Peu après la soutenance et la publication de sa thèse sur Baudelaire, Claude Zilberberg publiait déjà en 1981 dans son livre Essai sur les modalités tensives, un chapitre intitulé « Sous les sèmes, y a quoi ? ». Aujourd’hui, connaissant les développements ultérieurs de cette question, on pourrait la reformuler ainsi : « sous la différence entre deux termes, y a quoi ? ». La réponse de la théorie tensive de Claude Zilberberg est simple : sous la différence entre des termes, il y a des discontinuités soumises à des variations graduelles, qui participent à la signification non pas des termes eux-mêmes, mais, justement, de leur différence.
Il n’y a donc pas de contradiction épistémologique ou d’exclusion méthodologique entre une approche différentielle de type « terme à terme » (ou discontinue) et une approche de type « degré à degré » (ou continue), mais seulement une différence de niveau ou de point de vue d’analyse. Mais, de ce seul déplacement du regard, Claude Zilberberg a systématiquement tiré toutes les conséquences, que l’on peut évoquer de manière synthétique comme quatre transformations qui complètent et réactualisent l’analyse structurale différentielle classique.

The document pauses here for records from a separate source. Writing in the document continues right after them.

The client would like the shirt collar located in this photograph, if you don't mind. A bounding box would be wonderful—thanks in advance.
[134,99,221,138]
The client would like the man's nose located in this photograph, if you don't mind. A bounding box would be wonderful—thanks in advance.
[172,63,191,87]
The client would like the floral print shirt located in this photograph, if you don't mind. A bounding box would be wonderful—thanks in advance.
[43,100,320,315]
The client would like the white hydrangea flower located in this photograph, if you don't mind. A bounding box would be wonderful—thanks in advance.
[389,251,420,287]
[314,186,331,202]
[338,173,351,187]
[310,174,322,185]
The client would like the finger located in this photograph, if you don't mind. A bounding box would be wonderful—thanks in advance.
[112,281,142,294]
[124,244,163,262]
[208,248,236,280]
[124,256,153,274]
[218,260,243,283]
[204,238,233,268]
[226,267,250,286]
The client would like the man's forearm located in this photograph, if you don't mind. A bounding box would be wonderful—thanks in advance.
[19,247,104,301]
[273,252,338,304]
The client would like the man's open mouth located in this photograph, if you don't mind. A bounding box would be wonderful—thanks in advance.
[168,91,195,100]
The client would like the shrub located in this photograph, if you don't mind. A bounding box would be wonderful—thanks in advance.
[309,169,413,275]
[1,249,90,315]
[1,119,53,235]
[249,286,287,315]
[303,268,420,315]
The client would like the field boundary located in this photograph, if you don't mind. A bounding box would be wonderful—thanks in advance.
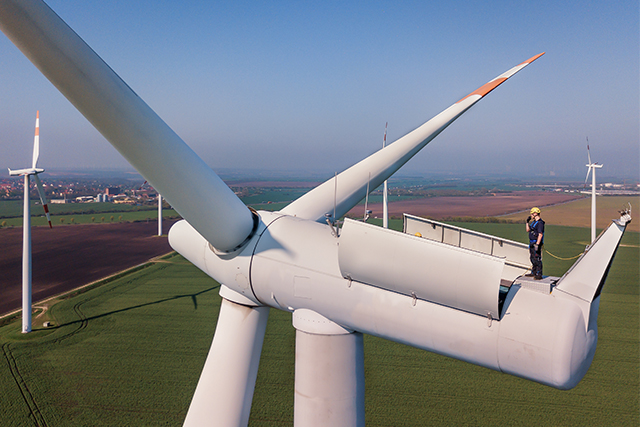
[0,251,178,327]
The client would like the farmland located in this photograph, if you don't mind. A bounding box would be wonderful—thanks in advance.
[0,221,640,426]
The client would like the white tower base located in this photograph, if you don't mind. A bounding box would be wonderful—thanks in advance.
[184,298,269,427]
[22,175,31,334]
[293,309,365,427]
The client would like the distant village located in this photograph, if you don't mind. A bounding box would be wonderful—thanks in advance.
[0,177,640,205]
[0,177,158,205]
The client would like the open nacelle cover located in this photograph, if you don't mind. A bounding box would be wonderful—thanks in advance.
[338,219,505,319]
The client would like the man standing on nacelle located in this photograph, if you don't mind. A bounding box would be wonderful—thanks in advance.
[526,208,544,280]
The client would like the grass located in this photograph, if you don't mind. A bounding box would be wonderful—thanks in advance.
[0,226,640,426]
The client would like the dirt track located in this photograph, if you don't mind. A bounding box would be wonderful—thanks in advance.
[0,220,173,314]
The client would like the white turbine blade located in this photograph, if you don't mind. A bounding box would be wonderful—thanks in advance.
[31,111,40,169]
[33,174,53,228]
[282,52,544,222]
[584,164,591,187]
[0,0,254,251]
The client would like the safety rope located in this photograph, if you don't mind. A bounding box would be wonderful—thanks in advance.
[544,249,582,261]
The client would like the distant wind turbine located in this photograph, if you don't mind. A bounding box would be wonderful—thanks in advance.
[382,122,389,228]
[9,111,53,334]
[158,193,162,236]
[584,138,603,243]
[0,0,631,427]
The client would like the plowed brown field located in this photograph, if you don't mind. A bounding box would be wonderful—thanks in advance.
[0,220,174,314]
[349,191,584,219]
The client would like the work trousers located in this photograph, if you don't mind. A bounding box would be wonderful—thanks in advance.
[529,243,542,277]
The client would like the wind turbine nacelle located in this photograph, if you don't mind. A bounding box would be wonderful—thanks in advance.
[169,212,612,389]
[9,168,44,176]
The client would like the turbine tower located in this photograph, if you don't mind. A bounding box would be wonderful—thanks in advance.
[584,143,603,244]
[158,193,162,236]
[0,0,631,426]
[382,122,389,228]
[9,111,52,334]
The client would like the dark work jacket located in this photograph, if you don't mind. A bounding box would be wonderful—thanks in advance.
[529,219,544,244]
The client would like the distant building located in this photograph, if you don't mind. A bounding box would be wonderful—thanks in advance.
[95,194,111,203]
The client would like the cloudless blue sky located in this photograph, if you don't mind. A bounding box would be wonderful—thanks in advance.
[0,0,640,180]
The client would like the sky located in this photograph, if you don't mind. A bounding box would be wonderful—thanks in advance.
[0,0,640,181]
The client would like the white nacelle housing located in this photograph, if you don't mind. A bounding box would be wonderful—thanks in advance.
[169,212,624,389]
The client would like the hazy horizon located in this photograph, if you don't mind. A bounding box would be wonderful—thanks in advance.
[0,0,640,181]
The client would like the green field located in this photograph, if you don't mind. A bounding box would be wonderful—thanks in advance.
[0,226,640,426]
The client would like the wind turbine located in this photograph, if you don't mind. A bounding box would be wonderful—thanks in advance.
[382,122,389,228]
[584,138,603,244]
[140,181,162,236]
[158,193,162,236]
[9,111,52,334]
[0,0,631,426]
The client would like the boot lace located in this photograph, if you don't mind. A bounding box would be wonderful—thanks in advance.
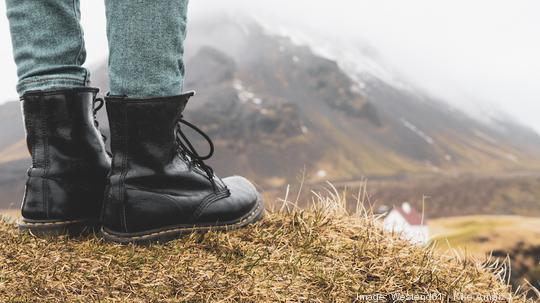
[175,115,224,191]
[92,98,112,157]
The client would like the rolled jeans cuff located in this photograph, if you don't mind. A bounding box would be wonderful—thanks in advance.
[17,75,89,96]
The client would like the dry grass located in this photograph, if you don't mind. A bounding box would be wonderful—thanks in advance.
[0,185,526,302]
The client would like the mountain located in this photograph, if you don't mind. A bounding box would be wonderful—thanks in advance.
[0,17,540,208]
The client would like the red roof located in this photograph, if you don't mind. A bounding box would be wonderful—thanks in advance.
[394,206,426,225]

La première transformation est, paradoxalement, un retour au point de départ, tel que Greimas l’avait fixé dans Sémantique structurale : comment et à quelles conditions percevons-nous les discontinuités qui se donnent à saisir dans les univers de sens ? L’analyse tensive ne se contente pas en effet de constater des différences : elle s’efforce de rendre compte de la manière dont on perçoit qu’il y a des différences à saisir.
La seconde transformation, qui découle de la première, tient au fait que, si une différence soumise à l’analyse tensive est une différence perçue dans le champ de présence sensible d’un observateur, alors le chemin est ouvert pour que la sémiotique différentielle ne soit pas seulement « objectale », ni même « subjectale », mais qu’elle renoue, au moins dans un premier temps, avec l’expérience et les phénomènes sensibles.
La troisième transformation, conséquence des deux premières, est la place prééminente accordée à l’affect. La saisie des discontinuités devient, lors de l’analyse tensive, un processus déclenché par un affect. Du point de vue de la sémiotique tensive, une différence nous affecte avant de se donner à connaître.
La quatrième transformation repose sur le point de vue de la complexité : dans la perspective d’une différence pouvant émerger de plusieurs strates perceptives et sensibles, l’interprète et l’analyste ont d’emblée à faire à un enchevêtrement de tensions perceptives en tous genres, au brouhaha confus d’un univers figuratif qui pullule de différences possibles et à saisir. Le fait même de parvenir, comme le propose Claude Zilberberg, à identifier les unes comme relevant de l’intensité, et les autres comme participant de l’extensité, est déjà une élaboration secondaire qui réduit la complexité de ce qui est perçu d’emblée dans un univers de sens. Réduire ainsi la complexité initiale à deux directions principales de la variation, c’est déjà commencer à saisir la dynamique de la différenciation.
On dit souvent, sans trop réfléchir à ce que cela implique, que « le style, c’est l’homme ». Pourtant, l’œuvre de Claude Zilberberg, par sa cohérence, sa systématicité, sa progression et son amplification résolue et maîtrisée, nous dit bien quelque chose de l’homme : il a choisi la cohérence de l’œuvre au lieu des opportunités de carrière, il a choisi la systématicité au lieu d’écouter le chant des sirènes des thèmes à la mode et des tendances théoriques, il a fait de sa vie intérieure une œuvre de résistance, et donc de persistance. Son œuvre persiste, et sa signature est pour toujours une marque d’indéfectible intégrité intellectuelle.